The Marshalsea men and the European Central BankJun 14th, 2011 | By Ian Poulton | Category: International
At the beginning of Chapter Six of his novel Little Dorrit, Charles Dickens describes for his readers the debtors’ prison at Marshalsea:
Thirty years ago there stood, a few doors short of the church of Saint George, in the borough of Southwark, on the left-hand side of the way going southward, the Marshalsea Prison. It had stood there many years before, and it remained there some years afterwards; but it is gone now, and the world is none the worse without it. It was an oblong pile of barrack building, partitioned into squalid houses standing back to back, so that there were no back rooms; environed by a narrow paved yard, hemmed in by high walls duly spiked at top. Itself a close and confined prison for debtors, it contained within it a much closer and more confined jail for smugglers. Offenders against the revenue laws, and defaulters to excise or customs who had incurred fines which they were unable to pay, were supposed to be incarcerated behind an iron-plated door closing up a second prison, consisting of a strong cell or two, and a blind alley some yard and a half wide, which formed the mysterious termination of the very limited skittle-ground in which the Marshalsea debtors bowled down their troubles.

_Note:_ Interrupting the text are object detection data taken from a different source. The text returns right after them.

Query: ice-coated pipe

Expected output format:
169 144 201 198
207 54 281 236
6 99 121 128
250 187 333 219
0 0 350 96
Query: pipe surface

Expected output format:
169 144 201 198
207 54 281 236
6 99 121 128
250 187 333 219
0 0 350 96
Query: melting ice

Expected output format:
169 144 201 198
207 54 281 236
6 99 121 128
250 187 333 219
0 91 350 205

The concept of a debtors’ prison seems as bizarre in Dickens as it does in in Saint Matthew’s Gospel, where a man is thrown into prison until he is able to pay his debts. Dickens felt a deep personal hostility towards such institutions, his own father having been imprisoned in one. He asserts, with vehemence, “it is gone now, and the world is none the worse without it”.

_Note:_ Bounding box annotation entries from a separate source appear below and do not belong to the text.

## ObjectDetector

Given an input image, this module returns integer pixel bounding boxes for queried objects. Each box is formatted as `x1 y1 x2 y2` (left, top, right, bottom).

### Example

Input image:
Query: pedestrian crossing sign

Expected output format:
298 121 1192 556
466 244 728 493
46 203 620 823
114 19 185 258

Not only was Marshalsea Prison a squalid place; it was also a pointless place. How were debtors to make any attempt at repaying their debts while incarcerated? Making their situation worse simply reduced the prospect of debt repayment.

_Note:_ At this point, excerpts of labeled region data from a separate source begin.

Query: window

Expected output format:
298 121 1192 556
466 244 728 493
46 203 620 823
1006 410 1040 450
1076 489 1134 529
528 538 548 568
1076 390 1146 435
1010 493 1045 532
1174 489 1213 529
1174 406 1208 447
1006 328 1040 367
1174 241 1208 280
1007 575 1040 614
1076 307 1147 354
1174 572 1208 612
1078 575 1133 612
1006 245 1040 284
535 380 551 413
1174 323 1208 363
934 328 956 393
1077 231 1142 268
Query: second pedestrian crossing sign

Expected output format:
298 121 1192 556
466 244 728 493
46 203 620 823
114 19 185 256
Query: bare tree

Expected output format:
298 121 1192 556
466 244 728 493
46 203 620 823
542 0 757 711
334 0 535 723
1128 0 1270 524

Close on two centuries after the days of Marshalsea, the logic of the debtors’ prison lives on in the dealings of the European Central Bank with Greece. Although it is already economically crippled, Greece is to be subject to further burdens as part of a proposed second bailout. Greece cannot afford the terms; any secondary school student could tell the ECB that it cannot afford the terms, but the ECB response to the Greek debt situation is to subject them to further debt. Further debt will place further demands upon the Greek economy, accelerating the depression of economic activity and further reducing the ability to pay. This is the logic of Marshalsea.
Check today’s government bond yields and the yield on Greek bonds has reached 17.59%; if they were to seek new funding on the international markets, they would have to offer comparable rates, an utterly impossible ask. Prevented from entering the international markets, the ECB and IMF are the only bodies to whom they can turn and the ECB is of a Marshalsea frame of mind.
Lest it all seem very remote from a cold and damp Irish summer, the Marshalsea men are also running Ireland.